Sul
progetto del Terzo Valico l’analisi costi benefici ex post non aveva e non ha
alcun senso, era ovvio che finisse per giustificare un opera in stadio avanzato.
L'unica cosa che avrebbe dovuto fare il nuovo Governo era colmare
il vero gap nella procedura di approvazione di questo progetto : la mancata
applicazione di una VIA ordinaria.
La
VIA ordinaria infatti aveva inizialmente bocciato il progetto, quindi si è
applicata una VIA semplificata (applicabile alle grandi opere) che
sostanzialmente si fondava sulla filosofia per cui l'opera di fa così come stabilito
dal progetto ma occorrerà compatibilizzarla.
E' il
contrario questo della ratio della Direttiva sulla VIA dove è il progetto che
deve dimostrare di essere compatibile con il sito (in questo caso il tracciato
trattandosi di una infrastruttura di trasporto) e non <<adeguare il sito al
progetto>>.
Vista
questa lacuna andava avviata immediatamente una riapertura del procedimento di VIA che sanasse questo buco istruttorio e procedurale gravissimo.
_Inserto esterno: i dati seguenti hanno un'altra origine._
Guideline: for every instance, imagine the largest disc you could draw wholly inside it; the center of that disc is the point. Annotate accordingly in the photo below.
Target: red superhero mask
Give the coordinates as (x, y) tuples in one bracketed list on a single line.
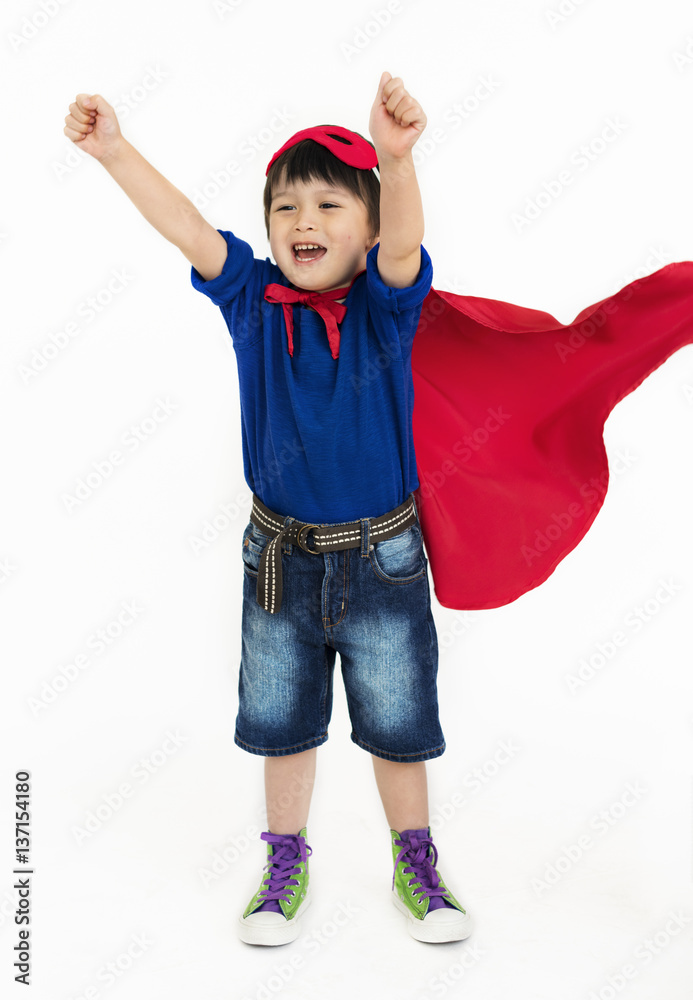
[(347, 146)]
Solo così si poteva dimostrare la fattibilità dell'opera sotto il profilo della sostenibilità!
Mettendola
invece sul piano strettamente dei costi da risarcire era ovvio che si finisse
per giustificare l'opera. Un gravissimo errore metodologico!
Nelle procedure di valutazione ambientale di progetti, opere piani e programmi il metodo è sostanza.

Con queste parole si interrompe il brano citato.